The pieces to that magical moment back in February started to fall into place when the Wood Brothers’ former crew chief left the team, and fellow Ford team owner Jack Roush offered to lend them Donnie Wingo and also provide engineering support.
Since Wingo and his top lieutenants already were planning to enter Bayne at Texas, and the Woods were committed to race there too, it only made sense for the Woods to field the car for Bayne’s Sprint Cup debut.
It was important for Bayne to have a successful race on an intermediate track so he would be approved by NASCAR to compete in the Daytona 500.
Eddie Wood, one of the co-owners of the Motorcraft/Quick Lane team, said this week that the first time he laid eyes on the future Daytona 500 winner was when he walked into the Woods’ shop to be fitted for the seat in his Texas car.
Before that meeting, the Woods had been more than a little worried about entrusting their car to a 19-year-old with no Cup experience. They would have to qualify on speed or go home, and that was the last thing the team needed at that point.
We’re locked in the show, so during practice we can concentrate on the race instead of concentrating on qualifying.
The worries didn’t last long.
“As soon as we shook hands and I saw how confident Trevor was that he’d make the race, I quit worrying about it,” Wood said.
Bayne was a surprising 16th fastest in practice but took the conservative route in qualifying and posted the 28th best time, which put him in the field with positions to spare.
In the race he was soon racing two- and three-wide, passing 140 cars in all according to NASCAR’s loop data, and brought the car home with a solid 17th-place finish.
As he and the Motorcraft/Quick Lane crew return to Texas for Saturday night’s Samsung Mobile 500, the scenario is much different.
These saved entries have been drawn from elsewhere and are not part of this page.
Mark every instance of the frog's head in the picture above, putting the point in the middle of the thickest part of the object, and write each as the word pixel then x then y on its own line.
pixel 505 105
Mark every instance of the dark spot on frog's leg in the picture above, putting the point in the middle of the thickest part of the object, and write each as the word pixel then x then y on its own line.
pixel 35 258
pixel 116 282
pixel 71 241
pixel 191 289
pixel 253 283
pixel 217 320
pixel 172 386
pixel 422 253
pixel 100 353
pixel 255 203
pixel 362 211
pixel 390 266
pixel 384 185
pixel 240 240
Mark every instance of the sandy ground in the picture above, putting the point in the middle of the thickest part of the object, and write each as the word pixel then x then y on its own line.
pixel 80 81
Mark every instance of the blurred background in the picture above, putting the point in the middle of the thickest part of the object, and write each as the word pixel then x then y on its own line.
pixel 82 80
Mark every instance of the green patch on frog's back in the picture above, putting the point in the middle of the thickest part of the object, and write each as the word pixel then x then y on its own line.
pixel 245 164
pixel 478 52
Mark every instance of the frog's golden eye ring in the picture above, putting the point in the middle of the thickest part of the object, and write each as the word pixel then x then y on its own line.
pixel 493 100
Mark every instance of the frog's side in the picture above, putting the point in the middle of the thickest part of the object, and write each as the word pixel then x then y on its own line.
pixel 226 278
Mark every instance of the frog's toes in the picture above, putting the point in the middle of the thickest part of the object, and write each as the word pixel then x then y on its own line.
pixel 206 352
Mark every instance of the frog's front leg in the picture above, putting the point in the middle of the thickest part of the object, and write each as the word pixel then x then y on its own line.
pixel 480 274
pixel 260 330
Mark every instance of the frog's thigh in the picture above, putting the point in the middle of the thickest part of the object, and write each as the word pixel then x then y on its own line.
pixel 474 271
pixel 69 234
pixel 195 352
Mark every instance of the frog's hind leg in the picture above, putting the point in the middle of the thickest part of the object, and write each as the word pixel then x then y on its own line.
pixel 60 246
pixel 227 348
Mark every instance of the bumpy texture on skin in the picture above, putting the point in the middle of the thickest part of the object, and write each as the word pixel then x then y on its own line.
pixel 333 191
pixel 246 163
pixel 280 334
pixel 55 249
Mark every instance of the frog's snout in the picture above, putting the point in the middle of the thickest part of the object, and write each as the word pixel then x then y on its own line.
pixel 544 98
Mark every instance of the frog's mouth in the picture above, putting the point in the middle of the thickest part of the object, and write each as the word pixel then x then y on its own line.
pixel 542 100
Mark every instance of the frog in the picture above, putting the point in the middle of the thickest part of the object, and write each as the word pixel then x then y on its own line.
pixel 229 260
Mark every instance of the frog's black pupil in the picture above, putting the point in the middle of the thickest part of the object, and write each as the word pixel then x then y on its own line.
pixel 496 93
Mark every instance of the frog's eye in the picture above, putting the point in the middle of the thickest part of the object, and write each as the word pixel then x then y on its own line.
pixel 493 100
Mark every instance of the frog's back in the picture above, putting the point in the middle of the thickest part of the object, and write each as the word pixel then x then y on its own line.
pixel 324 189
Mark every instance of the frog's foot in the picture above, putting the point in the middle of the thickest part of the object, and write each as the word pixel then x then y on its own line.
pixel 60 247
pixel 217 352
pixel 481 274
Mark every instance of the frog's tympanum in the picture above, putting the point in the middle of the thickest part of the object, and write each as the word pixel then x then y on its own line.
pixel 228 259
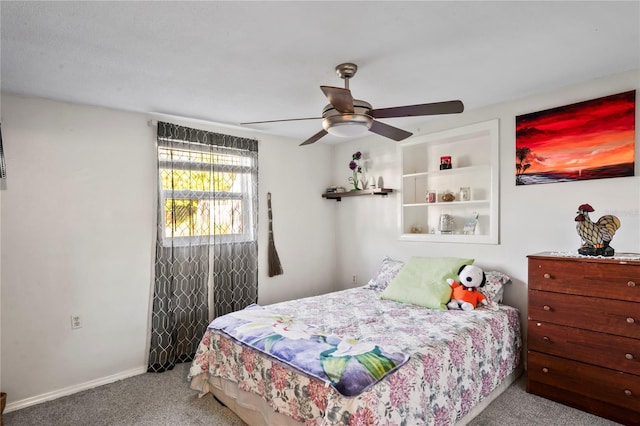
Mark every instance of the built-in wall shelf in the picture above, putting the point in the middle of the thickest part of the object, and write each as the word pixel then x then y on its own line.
pixel 374 191
pixel 457 204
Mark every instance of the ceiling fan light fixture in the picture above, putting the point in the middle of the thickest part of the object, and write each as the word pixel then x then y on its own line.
pixel 347 125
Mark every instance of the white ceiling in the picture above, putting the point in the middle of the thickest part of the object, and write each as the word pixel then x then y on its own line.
pixel 231 62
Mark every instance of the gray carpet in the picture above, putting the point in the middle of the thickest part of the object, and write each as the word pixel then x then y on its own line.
pixel 166 399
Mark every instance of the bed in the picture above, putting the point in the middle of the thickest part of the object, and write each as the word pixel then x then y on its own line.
pixel 456 361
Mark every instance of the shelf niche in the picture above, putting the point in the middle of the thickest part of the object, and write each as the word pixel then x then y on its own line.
pixel 374 191
pixel 474 152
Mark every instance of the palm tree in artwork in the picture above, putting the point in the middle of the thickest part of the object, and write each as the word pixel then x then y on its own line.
pixel 521 166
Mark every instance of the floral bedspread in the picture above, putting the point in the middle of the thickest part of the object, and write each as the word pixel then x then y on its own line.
pixel 456 359
pixel 345 363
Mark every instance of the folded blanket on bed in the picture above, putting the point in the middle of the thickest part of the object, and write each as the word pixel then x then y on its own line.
pixel 351 367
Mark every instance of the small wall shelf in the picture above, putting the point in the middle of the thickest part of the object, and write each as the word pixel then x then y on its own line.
pixel 375 191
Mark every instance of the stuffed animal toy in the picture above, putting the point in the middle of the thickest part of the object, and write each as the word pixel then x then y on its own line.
pixel 465 294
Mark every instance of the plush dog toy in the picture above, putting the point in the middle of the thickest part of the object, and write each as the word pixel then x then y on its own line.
pixel 465 294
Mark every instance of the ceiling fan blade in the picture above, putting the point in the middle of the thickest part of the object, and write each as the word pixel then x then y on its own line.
pixel 314 138
pixel 448 107
pixel 389 131
pixel 340 98
pixel 286 119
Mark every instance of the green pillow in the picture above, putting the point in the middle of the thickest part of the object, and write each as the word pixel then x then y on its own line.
pixel 423 281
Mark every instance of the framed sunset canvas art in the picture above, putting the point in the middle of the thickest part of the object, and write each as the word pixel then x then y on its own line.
pixel 593 139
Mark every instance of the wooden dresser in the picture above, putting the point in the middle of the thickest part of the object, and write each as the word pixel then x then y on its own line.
pixel 583 331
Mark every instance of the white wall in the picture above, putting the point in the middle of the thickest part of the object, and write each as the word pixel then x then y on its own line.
pixel 77 238
pixel 532 218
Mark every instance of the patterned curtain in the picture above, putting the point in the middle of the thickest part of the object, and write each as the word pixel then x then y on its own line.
pixel 3 170
pixel 206 249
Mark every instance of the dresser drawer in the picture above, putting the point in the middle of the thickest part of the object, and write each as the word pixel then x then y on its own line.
pixel 603 315
pixel 612 387
pixel 588 278
pixel 606 350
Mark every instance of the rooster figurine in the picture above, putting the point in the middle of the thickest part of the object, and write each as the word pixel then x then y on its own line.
pixel 596 236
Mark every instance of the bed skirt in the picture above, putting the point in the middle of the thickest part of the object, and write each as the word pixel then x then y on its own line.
pixel 255 411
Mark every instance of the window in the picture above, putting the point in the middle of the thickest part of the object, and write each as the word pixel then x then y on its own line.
pixel 206 192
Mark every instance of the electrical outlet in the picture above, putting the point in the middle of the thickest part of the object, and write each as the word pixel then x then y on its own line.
pixel 76 322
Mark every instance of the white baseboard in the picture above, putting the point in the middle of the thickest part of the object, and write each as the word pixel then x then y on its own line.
pixel 49 396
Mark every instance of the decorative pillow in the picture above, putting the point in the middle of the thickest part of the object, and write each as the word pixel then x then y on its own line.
pixel 423 281
pixel 388 271
pixel 494 286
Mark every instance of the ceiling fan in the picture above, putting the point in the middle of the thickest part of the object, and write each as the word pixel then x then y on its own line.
pixel 348 117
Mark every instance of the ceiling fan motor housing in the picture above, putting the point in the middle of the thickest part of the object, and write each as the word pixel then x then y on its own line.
pixel 332 118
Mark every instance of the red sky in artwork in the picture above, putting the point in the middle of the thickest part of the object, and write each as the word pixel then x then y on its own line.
pixel 588 134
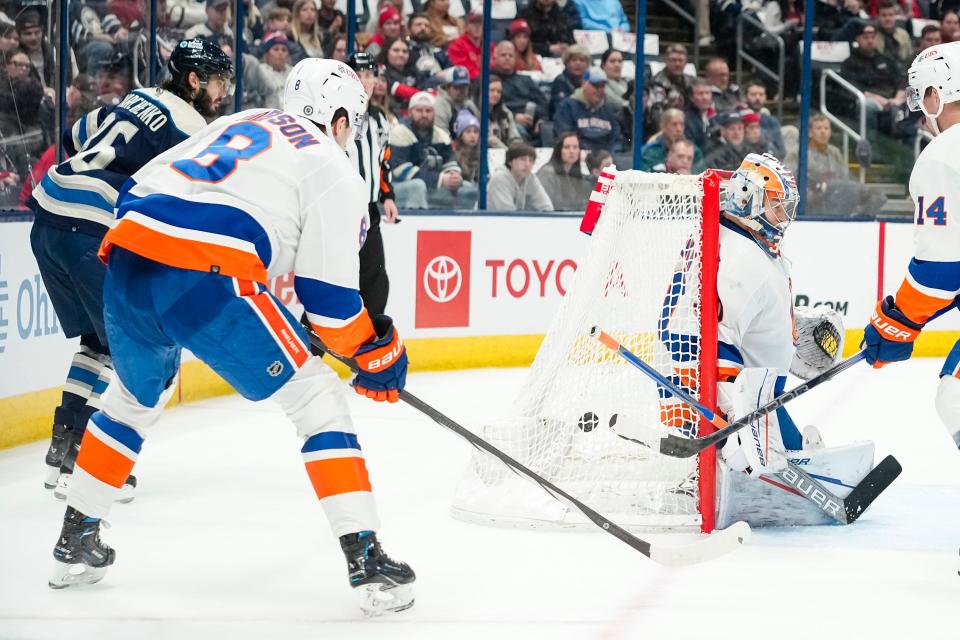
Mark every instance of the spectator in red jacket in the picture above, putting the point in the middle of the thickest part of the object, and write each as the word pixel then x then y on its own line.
pixel 390 25
pixel 465 50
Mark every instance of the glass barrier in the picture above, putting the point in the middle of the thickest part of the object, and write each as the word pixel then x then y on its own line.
pixel 560 103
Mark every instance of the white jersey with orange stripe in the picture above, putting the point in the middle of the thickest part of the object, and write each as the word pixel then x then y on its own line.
pixel 255 195
pixel 756 306
pixel 933 275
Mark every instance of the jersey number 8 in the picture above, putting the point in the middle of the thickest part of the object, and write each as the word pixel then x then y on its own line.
pixel 219 160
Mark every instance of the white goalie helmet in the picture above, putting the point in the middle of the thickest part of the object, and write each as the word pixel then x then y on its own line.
pixel 316 88
pixel 937 67
pixel 762 194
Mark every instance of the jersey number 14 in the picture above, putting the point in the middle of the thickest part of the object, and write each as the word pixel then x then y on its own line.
pixel 935 212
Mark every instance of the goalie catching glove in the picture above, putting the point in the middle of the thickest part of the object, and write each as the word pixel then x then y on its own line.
pixel 819 341
pixel 755 449
pixel 889 336
pixel 382 363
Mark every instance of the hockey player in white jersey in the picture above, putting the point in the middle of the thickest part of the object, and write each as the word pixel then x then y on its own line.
pixel 762 338
pixel 201 229
pixel 932 282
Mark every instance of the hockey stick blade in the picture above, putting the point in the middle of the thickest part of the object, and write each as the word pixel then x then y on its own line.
pixel 678 447
pixel 875 482
pixel 713 546
pixel 718 543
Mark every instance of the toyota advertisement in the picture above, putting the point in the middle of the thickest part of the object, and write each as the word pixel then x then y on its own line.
pixel 479 276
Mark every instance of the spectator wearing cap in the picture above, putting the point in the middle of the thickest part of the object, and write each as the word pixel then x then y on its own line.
pixel 306 30
pixel 330 19
pixel 679 160
pixel 699 112
pixel 728 152
pixel 465 50
pixel 215 24
pixel 753 139
pixel 424 168
pixel 444 28
pixel 9 40
pixel 877 75
pixel 519 34
pixel 550 30
pixel 520 93
pixel 263 79
pixel 401 77
pixel 929 37
pixel 114 78
pixel 514 186
pixel 617 86
pixel 424 56
pixel 127 12
pixel 279 19
pixel 503 128
pixel 466 145
pixel 726 95
pixel 654 153
pixel 893 39
pixel 587 113
pixel 670 87
pixel 453 97
pixel 38 49
pixel 602 15
pixel 576 60
pixel 388 29
pixel 756 97
pixel 562 176
pixel 183 14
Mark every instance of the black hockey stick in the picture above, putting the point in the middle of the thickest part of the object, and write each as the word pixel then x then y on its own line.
pixel 679 447
pixel 713 546
pixel 843 510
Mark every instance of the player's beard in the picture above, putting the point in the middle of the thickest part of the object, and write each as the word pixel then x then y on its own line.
pixel 204 105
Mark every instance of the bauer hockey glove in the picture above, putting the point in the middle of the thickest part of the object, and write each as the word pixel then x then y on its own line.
pixel 889 336
pixel 382 363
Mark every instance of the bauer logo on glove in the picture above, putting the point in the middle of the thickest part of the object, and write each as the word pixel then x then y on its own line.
pixel 382 363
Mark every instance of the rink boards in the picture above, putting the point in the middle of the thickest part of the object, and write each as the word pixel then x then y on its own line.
pixel 466 291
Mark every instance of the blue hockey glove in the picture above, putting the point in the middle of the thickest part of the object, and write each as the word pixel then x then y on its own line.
pixel 382 363
pixel 889 336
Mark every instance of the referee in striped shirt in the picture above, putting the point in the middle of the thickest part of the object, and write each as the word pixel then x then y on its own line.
pixel 371 155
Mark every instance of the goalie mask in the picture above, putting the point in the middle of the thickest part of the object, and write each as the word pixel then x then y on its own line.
pixel 935 69
pixel 762 195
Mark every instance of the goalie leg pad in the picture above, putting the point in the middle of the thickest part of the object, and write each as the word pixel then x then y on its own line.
pixel 756 448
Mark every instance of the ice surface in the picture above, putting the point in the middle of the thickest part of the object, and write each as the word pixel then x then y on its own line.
pixel 225 538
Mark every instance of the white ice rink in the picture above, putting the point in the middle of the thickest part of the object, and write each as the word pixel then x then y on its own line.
pixel 226 540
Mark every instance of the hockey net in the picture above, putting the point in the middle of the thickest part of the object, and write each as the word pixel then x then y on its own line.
pixel 585 419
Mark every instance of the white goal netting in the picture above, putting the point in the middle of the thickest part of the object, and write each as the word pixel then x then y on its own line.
pixel 587 420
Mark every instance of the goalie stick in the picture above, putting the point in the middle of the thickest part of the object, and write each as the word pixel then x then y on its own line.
pixel 843 510
pixel 713 546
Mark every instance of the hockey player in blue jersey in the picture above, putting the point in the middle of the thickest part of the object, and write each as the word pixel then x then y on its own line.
pixel 74 207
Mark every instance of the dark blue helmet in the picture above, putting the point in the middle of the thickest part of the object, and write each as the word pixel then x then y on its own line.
pixel 202 56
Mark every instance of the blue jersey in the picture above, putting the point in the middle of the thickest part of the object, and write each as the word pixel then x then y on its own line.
pixel 107 146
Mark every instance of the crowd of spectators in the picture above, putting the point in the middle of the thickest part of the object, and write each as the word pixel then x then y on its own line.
pixel 548 89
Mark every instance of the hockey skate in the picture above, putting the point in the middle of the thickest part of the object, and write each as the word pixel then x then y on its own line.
pixel 384 585
pixel 62 487
pixel 812 438
pixel 80 557
pixel 59 443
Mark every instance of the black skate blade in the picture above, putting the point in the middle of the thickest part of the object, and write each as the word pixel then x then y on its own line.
pixel 875 482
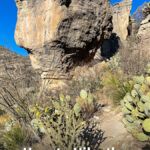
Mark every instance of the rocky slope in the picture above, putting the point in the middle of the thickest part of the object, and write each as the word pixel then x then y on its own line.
pixel 59 34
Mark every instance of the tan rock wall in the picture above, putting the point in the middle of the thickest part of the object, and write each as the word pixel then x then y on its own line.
pixel 121 13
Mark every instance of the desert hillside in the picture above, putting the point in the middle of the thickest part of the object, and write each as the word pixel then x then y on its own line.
pixel 86 81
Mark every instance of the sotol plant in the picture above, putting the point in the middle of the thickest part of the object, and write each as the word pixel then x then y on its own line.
pixel 85 103
pixel 136 108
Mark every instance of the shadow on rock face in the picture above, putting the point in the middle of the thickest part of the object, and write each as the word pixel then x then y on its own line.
pixel 146 147
pixel 110 46
pixel 65 2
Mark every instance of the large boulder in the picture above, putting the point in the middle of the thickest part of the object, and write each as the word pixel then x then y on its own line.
pixel 58 34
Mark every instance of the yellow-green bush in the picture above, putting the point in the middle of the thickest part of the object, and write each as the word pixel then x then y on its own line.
pixel 136 108
pixel 15 139
pixel 63 125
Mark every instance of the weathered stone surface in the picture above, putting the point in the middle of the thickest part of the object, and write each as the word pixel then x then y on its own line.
pixel 144 36
pixel 121 13
pixel 61 33
pixel 17 70
pixel 144 30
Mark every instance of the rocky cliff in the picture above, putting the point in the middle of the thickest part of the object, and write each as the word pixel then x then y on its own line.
pixel 17 70
pixel 144 35
pixel 121 14
pixel 58 34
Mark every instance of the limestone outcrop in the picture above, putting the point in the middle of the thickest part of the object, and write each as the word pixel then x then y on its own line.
pixel 58 34
pixel 16 70
pixel 144 30
pixel 121 14
pixel 144 35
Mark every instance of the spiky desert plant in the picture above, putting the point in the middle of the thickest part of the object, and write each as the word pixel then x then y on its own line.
pixel 136 108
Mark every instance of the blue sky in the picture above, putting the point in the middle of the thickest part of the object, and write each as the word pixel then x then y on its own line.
pixel 8 17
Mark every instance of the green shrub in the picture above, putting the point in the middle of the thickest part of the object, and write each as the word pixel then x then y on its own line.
pixel 63 125
pixel 136 108
pixel 115 85
pixel 86 103
pixel 15 139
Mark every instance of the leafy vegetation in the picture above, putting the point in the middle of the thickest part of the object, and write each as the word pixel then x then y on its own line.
pixel 136 108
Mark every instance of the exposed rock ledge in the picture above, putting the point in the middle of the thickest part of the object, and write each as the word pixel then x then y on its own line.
pixel 59 34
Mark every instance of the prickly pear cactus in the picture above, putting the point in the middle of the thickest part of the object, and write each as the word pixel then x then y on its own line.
pixel 136 108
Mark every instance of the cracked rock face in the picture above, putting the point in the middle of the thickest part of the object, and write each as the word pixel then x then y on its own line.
pixel 59 34
pixel 121 13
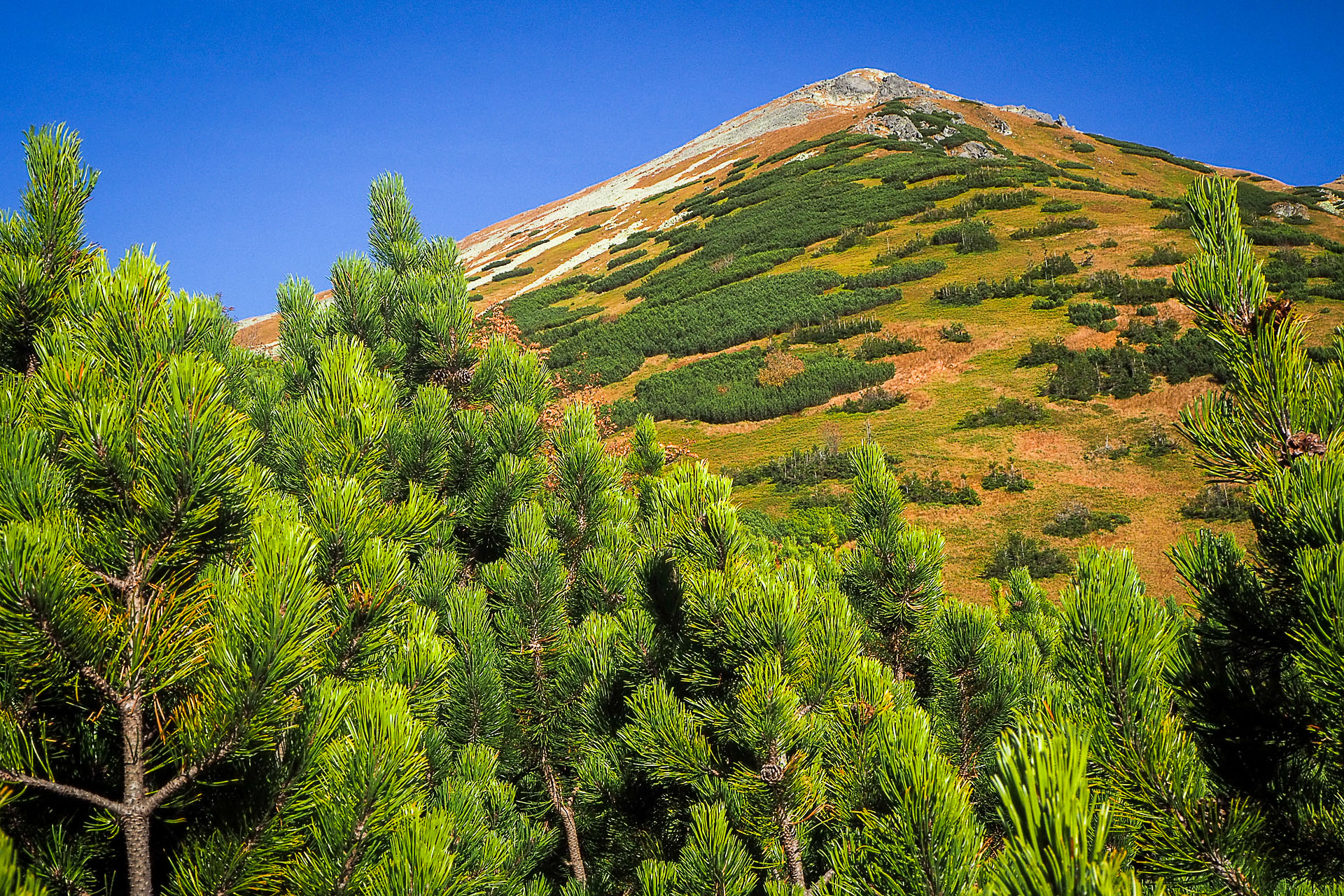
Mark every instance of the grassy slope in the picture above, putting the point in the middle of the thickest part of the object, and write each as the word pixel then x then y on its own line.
pixel 946 381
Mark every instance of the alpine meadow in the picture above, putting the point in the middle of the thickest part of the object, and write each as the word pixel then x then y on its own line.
pixel 897 496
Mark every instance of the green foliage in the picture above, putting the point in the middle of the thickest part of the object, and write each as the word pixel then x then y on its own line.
pixel 1218 501
pixel 1059 207
pixel 1075 520
pixel 809 466
pixel 968 237
pixel 524 248
pixel 43 251
pixel 1092 315
pixel 834 332
pixel 726 388
pixel 1152 152
pixel 1008 479
pixel 632 241
pixel 876 347
pixel 955 332
pixel 937 491
pixel 711 321
pixel 869 400
pixel 378 615
pixel 626 258
pixel 1167 254
pixel 1053 227
pixel 904 250
pixel 1007 412
pixel 1019 552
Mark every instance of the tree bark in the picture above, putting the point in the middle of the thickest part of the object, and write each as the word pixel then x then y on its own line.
pixel 792 848
pixel 566 812
pixel 134 822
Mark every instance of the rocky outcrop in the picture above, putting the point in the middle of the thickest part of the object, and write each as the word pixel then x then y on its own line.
pixel 897 127
pixel 1288 210
pixel 974 149
pixel 1035 115
pixel 930 108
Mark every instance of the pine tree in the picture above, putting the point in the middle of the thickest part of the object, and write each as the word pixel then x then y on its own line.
pixel 134 669
pixel 1262 675
pixel 43 253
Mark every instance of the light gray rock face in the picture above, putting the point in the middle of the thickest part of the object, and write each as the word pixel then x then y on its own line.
pixel 897 127
pixel 1288 210
pixel 1035 115
pixel 974 149
pixel 864 86
pixel 929 108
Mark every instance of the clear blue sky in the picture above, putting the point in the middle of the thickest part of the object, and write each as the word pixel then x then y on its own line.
pixel 242 139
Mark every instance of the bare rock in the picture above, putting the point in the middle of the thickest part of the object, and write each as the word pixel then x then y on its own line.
pixel 1288 210
pixel 974 149
pixel 927 106
pixel 1035 115
pixel 897 127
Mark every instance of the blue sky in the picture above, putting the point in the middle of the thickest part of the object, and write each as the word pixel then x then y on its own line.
pixel 241 139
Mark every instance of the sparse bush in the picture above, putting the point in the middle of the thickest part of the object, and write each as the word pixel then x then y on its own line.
pixel 726 388
pixel 955 332
pixel 1108 451
pixel 1053 227
pixel 968 237
pixel 1008 412
pixel 937 491
pixel 834 332
pixel 1091 314
pixel 1221 503
pixel 1142 333
pixel 1167 254
pixel 523 248
pixel 1021 552
pixel 510 274
pixel 1006 477
pixel 1059 206
pixel 869 400
pixel 632 241
pixel 626 258
pixel 1075 520
pixel 876 347
pixel 1159 442
pixel 905 250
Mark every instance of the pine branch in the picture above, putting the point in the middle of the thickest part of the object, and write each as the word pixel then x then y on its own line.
pixel 62 790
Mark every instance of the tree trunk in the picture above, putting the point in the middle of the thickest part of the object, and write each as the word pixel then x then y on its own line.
pixel 134 828
pixel 566 813
pixel 134 822
pixel 792 848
They’re assured of a starting position, which significantly changes the pre-race strategy, Wood said.
“We’re locked in the show, so during practice we can concentrate on the race instead of concentrating on qualifying,” he said. “It’s a totally different position. The pressure’s not on Trevor or us.”
Wood said that looking back on that weekend in Texas last fall, he never dreamed that the next time Bayne drove the No. 21 Motorcraft/Quick Lane Ford Fusion he would have won the sport’s biggest race and deliver the Woods their fifth Daytona 500 victory.
“At that time we didn’t know whether it would continue beyond that race at Texas,” Wood said. “Now the rest is history.”